New release of MR-MPI library. 7102 lines of code in src dir.

The new version adds the following features:

See this section of the documentation for further details on out-of-core operation.

See this section of the documentation for a discussion of the (very large) limits on data set sizes that the library can now process.


1 Mar 2010

Final update to in-core version before releasing out-of-core version. This upgrade just tweaks a few small cosmetic things.

This is the list of changed files from the 22 Apr 2009 version.


22 Apr 2009

This upgrade adds 3 small features:

1) A timer setting that enables output of timing info from each library call.

2) A new map() option to pass in an existing set of key/value pairs, operate on them via the user's map function (one key/value at a time), producing a new set of key/value pairs. This is an alternative to using the clone() method to turn the key/value pairs into key/multivalue pairs and then perform a reduce() on them.

3) Some clean-up inside the library of KeyValue and KeyMultiValue objects when various calls transform data from one to the other. This should prevent users from invoking a call that uses an old KV or KMV object that was already converted to something else by a previous call.

This is the list of changed files from the 19 Apr 2009 version.


19 Apr 2009

Added some Makefiles for different machines and changed the C library interface to the dummy MPI library, so that pure C programs can be built with a C compiler instead of C++. Ditto for the C examples provided.

This is the list of changed files from the 18 Apr 2009 version.


18 Apr 2009

Added a dummy serial Pypar file to the examples dir, so that the Python script examples can be run (in serial) even if you don't have Pypar (Python wrapper on MPI) installed.

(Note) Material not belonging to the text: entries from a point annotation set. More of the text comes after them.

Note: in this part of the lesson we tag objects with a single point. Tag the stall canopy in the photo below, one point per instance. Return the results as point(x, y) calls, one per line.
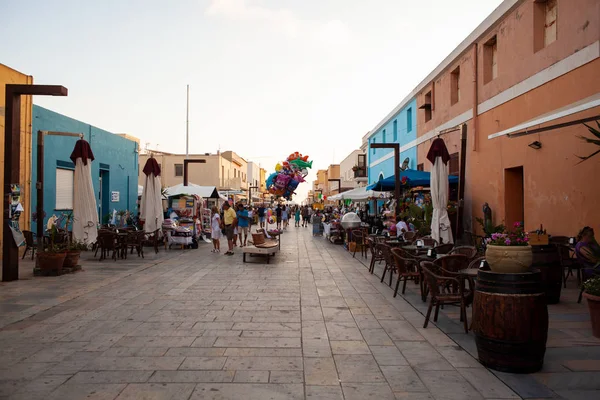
point(207, 192)
point(413, 178)
point(358, 194)
point(85, 213)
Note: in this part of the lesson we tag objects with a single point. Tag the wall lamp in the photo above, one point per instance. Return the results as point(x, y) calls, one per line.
point(535, 145)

This is the list of changed files from the 17 Apr 2009 version.


17 Apr 2009

Enhanced the C++ and C word-frequency example programs to read arbitrary sized text files (under 2 Gb).

This is the list of changed files from the 16 Apr 2009 version.


16 Apr 2009

Restored some commented-out code in the examples/rmat.py Python script.

This is the list of changed files from the 15 Apr 2009 version.


15 Apr 2009

The Python wrapper files got accidentally whacked in the 14Apr09 upgrade due to a faulty script. This upgrade restores them.

This is the list of changed files from the 14 Apr 2009 version.


14 Apr 2009

Added an error check to the gather() function if proc count < 1 or proc count > actual procs.

This is the list of changed files from the 13 Apr 2009 version.


13 Apr 2009

Initial public release of MR-MPI. 3730 lines of code in src dir. This version supercedes earlier distributed beta versions.